NASA Progress on the Development and Qualification of a 12-kW Hall-Effect, Solar Electric Propulsion Thruster

I. Motivation and Background

Beginning in 2014, the National Aeronautics and Space Administration (NASA) Space Technology Mission Directorate (STMD) began a project to increase the state of the art for the Hall-Effect Solar Electric Propulsion (SEP) technology. The resulting Advanced Electric Propulsion System (AEPS) project has developed a 12 kW Hall Current Thruster in support of the NASA mission to establish a permanent human presence in lunar orbit and to land the next American astronauts on the South Pole of the Moon. The project is led by the NASA Glenn Research Center, supported by the Jet Propulsion Laboratory and development, qualification & flight hardware all provided by L3 Harris Aerojet Rocketdyne (AR).The AEPS project has completed the development testing of a high power, solar electric propulsion Hall Current thruster that will be used on the NASA Power & Propulsion Element (PPE) of the Gateway space station. NASA initially built three Technology Development Units to understand key characteristics of the hall-effect rocket with magnetic shielding. The design led to development testing on two Engineering Test Unit Thrusters and multiple critical components. The project has begun production of the three flight thrusters and entered qualification testing at the component and thruster levels.

II. Approach

NASA and AR teams completed all development phases of the project, including full development and integration testing of the Engineering Model hardware, Critical Design Review, and ground test equipment validation, as well as fabrication and acceptance testing of the initial qualification thruster. Qualification and verification of the environmental and life requirements of the AEPS design was initiated in the Fall of 2023 and will be accomplished on two thruster units and using a series of component-level tests during 2024 and 2025. Environmental testing will incorporate functional reference firings, shock, vibration, and Thermal Vacuum (TVAC) testing. Life verification will assess the thruster wear and performance over the lifetime of the Gateway spacecraft. Critical component qualification tests include cathode heater, magnet coils, magnet heaters, temperature sensors, and a cathode assembly that will undergo life cycle testing on multiple units.

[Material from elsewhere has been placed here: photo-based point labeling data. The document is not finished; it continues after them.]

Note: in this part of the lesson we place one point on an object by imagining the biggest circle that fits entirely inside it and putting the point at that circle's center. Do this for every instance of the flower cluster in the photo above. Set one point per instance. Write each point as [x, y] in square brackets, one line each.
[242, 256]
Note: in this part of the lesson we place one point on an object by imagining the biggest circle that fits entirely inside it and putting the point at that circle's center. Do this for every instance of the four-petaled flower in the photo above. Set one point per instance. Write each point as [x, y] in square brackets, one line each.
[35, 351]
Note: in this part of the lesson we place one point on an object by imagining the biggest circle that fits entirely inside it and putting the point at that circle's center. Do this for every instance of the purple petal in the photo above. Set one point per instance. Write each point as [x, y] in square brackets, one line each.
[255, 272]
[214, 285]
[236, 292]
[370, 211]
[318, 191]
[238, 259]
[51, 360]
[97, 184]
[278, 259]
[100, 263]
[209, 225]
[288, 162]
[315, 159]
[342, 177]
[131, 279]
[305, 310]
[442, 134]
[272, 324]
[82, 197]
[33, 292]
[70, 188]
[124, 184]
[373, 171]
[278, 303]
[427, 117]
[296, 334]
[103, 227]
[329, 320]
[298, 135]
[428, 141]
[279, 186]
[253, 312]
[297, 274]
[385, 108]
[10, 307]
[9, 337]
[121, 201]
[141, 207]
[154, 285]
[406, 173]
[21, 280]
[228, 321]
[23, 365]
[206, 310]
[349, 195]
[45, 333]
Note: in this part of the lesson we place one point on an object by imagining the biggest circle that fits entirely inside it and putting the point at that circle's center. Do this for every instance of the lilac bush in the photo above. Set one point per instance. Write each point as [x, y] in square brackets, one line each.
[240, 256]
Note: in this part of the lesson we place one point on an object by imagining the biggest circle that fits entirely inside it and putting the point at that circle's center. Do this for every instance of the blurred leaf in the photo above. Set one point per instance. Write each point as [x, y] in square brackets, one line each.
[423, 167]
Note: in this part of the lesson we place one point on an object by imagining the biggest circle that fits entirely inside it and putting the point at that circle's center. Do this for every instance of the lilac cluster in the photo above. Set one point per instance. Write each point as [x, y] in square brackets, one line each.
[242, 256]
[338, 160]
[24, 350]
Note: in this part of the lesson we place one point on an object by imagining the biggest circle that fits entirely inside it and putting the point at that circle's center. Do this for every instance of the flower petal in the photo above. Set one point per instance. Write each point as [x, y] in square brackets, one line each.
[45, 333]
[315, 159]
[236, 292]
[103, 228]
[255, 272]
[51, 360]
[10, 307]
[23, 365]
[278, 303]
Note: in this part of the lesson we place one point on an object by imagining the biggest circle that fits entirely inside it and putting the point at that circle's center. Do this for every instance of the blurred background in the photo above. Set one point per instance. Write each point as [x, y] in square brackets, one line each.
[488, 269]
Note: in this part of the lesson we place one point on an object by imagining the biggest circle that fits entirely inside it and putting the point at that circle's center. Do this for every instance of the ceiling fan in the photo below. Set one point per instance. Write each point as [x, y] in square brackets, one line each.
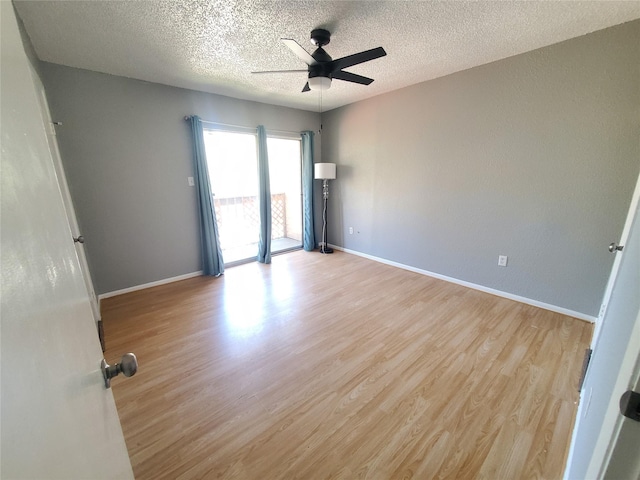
[322, 68]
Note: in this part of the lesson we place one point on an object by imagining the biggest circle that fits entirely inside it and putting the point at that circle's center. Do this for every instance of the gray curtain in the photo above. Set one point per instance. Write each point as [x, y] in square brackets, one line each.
[212, 262]
[264, 195]
[308, 237]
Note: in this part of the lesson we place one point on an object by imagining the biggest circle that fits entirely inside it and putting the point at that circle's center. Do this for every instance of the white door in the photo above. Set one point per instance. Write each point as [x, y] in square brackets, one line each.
[58, 420]
[612, 371]
[66, 195]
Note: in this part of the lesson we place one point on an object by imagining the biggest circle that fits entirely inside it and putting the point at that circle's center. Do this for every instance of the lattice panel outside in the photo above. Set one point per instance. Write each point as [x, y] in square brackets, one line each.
[239, 219]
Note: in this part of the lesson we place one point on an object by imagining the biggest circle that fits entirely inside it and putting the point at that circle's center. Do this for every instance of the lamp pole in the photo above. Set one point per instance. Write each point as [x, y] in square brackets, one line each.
[325, 172]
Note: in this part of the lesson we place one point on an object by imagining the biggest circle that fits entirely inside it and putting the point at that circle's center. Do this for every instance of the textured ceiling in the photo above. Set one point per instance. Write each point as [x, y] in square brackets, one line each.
[214, 45]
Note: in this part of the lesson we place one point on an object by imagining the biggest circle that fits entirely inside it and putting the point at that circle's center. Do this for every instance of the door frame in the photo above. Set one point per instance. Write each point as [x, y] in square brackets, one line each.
[627, 373]
[50, 129]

Flight thrusters will complete assembly and acceptance testing and be delivered to the PPE program in early 2025.

III. Preliminary and Anticipated Results

The program has completed the acceptance testing, including dynamic testing and hot fire characterization, of the first qualification thruster. In the Fall of 2023, the program entered the environmental qualification phase for thruster testing. This paper will present an overview of the AEPS thruster project, thruster capabilities and flight design, preliminary results from the thruster acceptance and qualification testing, component life cycle testing and flight hardware status.